Application no. 34979/97 
by Michael Joseph WALKER 
against the United Kingdom

The European Court of Human Rights (Third Section) sitting on 25 January 2000 as a Chamber composed of

Mr J.-P. Costa, President,

Sir Nicolas Bratza,

Mr L. Loucaides,

Mr P. Kūris,

Mr W. Fuhrmann,

Mrs H.S. Greve,

Mr K. Traja, judges,

and Mrs S. Dollé, Section Registrar;

Having regard to Article 34 of the Convention for the Protection of Human Rights and Fundamental Freedoms;

Having regard to the application introduced on 18 October 1996 by Michael Joseph Walker against the United Kingdom and registered on 18 February 1997 under file no. 34979/97;

Having regard to the reports provided for in Rule 49 of the Rules of Court;

Having regard to the letter submitted by the respondent Government on 26 October 1998;

Having deliberated;

Decides as follows:



The applicant is a British citizen, born in 1957 and currently resident in Stansted, England. Before the Court he is represented by Ms. Nicola Rogers, legal adviser at the Aire Centre, London.

Particular circumstances of the case

The facts of the case, as submitted by the applicant and not contested by the respondent Government, may be summarised as follows.

On 11 February 1994 the applicant was convicted at Saffron Walden Magistrates' Court of threatening behaviour likely to cause harassment, alarm or distress, contrary to section 5 of the Public Order Act 1986. He was fined £50.

The applicant appealed. His appeal was heard on 28 April 1994 at the Chelmsford Crown Court by a judge and two lay justices. The appeal was dismissed, and the court adjourned the sentence for full psychiatric and medical reports for 28 days. The court remanded the applicant in custody for that period, without considering whether to grant bail. It appears that the conditions for remanding the applicant in custody under the Bail Act 1976 were not satisfied, and that the applicant was entitled to bail.

Prior to remanding the applicant in custody, the judge enumerated the applicant's previous convictions. The applicant had been conditionally discharged for two years after one of these. The applicant admitted being in breach of the conditional discharge. No action was taken in respect of this breach either by the Magistrates’ Court or by the Crown Court.

On 27 May 1994 the applicant appeared before the same judge. The psychiatric report revealed nothing material and the judge purported to pass a sentence of 28 days' imprisonment retrospectively. Defence counsel pointed out that the offence under section 5 was not punishable by imprisonment.

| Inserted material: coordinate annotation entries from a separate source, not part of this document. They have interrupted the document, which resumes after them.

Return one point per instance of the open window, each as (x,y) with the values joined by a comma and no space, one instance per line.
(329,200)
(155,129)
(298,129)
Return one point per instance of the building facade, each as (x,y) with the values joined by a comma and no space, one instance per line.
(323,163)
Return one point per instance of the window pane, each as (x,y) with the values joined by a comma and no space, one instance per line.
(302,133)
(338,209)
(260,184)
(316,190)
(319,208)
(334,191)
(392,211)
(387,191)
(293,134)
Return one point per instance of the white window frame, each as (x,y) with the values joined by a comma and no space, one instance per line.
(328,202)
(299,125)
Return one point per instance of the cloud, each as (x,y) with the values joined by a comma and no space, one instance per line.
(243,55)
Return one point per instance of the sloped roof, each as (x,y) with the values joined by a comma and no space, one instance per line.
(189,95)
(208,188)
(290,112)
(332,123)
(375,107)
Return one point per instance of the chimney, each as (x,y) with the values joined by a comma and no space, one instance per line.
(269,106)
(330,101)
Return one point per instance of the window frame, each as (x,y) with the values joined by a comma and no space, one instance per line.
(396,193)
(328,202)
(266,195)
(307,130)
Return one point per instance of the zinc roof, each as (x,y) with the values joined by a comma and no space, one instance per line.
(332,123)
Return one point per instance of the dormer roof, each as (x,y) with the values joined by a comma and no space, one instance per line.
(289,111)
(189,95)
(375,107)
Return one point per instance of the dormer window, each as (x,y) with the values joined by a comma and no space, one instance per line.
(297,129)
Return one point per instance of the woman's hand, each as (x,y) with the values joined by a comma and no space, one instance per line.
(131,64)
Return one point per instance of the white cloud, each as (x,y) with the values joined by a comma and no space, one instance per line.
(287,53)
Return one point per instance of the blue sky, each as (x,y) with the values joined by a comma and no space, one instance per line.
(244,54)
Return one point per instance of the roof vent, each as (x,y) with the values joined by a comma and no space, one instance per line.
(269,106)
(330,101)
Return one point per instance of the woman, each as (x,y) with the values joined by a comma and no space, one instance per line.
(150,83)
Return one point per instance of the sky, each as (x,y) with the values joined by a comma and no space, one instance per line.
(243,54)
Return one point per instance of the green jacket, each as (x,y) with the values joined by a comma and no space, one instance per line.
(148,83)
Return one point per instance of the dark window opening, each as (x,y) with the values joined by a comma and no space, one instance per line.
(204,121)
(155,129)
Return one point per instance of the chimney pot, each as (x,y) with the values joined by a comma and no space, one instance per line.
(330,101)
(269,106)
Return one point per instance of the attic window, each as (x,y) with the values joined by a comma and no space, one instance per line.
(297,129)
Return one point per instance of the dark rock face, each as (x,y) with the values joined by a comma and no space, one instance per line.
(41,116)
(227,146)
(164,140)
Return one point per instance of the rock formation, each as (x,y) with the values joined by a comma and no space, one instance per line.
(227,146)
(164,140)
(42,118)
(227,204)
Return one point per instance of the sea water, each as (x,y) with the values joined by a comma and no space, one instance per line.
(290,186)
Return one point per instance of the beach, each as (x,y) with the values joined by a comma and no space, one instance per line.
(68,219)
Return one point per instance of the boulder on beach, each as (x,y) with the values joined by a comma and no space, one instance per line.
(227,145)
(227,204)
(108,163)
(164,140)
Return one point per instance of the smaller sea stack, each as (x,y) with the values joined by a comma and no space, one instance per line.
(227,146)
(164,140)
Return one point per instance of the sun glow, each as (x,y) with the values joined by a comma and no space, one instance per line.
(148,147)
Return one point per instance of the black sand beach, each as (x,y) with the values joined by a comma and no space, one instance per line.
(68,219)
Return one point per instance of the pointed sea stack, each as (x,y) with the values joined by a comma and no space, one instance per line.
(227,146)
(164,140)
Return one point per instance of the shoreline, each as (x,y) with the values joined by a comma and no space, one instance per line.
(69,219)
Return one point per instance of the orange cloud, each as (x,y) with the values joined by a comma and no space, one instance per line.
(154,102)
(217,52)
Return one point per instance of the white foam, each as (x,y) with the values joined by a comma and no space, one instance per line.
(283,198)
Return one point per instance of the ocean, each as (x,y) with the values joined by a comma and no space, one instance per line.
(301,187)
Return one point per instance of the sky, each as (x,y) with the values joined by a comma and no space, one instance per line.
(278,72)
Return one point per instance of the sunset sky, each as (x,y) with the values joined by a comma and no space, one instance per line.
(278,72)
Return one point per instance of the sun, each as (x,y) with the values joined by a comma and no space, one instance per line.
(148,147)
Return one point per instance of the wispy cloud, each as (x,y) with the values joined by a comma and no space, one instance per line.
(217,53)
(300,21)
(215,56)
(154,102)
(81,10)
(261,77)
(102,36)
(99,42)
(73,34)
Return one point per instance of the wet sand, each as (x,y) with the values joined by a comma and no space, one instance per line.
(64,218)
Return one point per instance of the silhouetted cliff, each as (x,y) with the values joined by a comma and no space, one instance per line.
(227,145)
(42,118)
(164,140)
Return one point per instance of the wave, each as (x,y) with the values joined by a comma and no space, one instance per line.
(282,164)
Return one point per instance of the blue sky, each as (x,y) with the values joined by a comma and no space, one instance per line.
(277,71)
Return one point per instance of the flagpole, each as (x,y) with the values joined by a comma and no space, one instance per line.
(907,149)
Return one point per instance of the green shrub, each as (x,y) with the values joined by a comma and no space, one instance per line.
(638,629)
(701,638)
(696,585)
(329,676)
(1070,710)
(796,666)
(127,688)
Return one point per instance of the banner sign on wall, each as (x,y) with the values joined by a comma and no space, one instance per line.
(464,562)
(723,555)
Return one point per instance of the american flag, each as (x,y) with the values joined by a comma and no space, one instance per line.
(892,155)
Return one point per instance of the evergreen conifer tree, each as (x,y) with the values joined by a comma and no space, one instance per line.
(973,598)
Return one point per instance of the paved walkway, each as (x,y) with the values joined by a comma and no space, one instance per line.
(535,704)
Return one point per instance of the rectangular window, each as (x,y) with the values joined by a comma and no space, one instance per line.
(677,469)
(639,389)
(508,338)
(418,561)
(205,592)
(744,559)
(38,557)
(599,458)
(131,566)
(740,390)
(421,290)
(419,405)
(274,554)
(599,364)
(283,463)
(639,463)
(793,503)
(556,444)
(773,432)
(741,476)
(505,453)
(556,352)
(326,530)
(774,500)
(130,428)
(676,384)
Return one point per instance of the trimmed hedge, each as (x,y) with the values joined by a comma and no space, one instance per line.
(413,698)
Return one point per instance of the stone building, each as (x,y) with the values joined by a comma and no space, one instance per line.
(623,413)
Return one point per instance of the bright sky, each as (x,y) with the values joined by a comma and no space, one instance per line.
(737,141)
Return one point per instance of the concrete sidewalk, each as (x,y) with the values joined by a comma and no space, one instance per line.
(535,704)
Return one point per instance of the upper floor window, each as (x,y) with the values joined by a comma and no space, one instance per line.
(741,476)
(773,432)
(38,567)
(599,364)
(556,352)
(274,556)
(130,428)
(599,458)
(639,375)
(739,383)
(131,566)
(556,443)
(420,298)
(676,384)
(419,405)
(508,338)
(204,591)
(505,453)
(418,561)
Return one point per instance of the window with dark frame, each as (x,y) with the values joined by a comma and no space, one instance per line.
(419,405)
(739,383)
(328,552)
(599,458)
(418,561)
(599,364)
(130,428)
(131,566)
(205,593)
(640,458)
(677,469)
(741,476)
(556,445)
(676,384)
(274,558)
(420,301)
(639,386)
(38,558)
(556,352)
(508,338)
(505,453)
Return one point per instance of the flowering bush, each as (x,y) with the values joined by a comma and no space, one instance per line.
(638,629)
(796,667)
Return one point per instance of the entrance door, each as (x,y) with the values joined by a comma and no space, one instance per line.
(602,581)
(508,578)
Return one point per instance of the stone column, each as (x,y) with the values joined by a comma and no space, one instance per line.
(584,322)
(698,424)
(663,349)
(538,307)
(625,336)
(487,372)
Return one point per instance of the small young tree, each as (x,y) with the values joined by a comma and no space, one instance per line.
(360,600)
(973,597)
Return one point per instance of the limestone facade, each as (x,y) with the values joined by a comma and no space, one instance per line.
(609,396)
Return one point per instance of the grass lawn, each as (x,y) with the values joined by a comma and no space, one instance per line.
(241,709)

The judge then imposed a conditional discharge for 12 months (in substitution for the previous sentence).

In a letter to the Criminal Appeal Office dated 7 December 1995, the Crown Prosecution Service stated that, in their view, the learned judge had indeed erred and counsel for the respondent had regrettably failed in his duty to assist the learned judge. The applicant was granted legal aid to make an application to the High Court for judicial review of the judge's decision to remand him in custody. On 14 February 1996 the application for judicial review of the remand in custody for psychiatric reports was granted. The High Court made a declaration in the following terms: “that the applicant's remand in custody was unlawful”.

On 27 February 1996, the applicant’s solicitors addressed a request to the Lord Chancellor's Department for “substantial damages by way of compensation for his unlawful imprisonment”. On 22 April 1996, the Court Service informed the solicitors that it could not pay compensation, as ex gratia compensation from the Court Service was limited to cases where “the court staff are guilty of maladministration or negligence”. It indicated that the Court Service could not pay compensation for loss or damage arising from judicial decisions.

An opinion from counsel of 23 September 1996 confirmed that no action lay against the Lord Chancellor's Department, and added that, similarly, no action lay against the judge, the justices, the Crown Prosecution Service or the Prison Service.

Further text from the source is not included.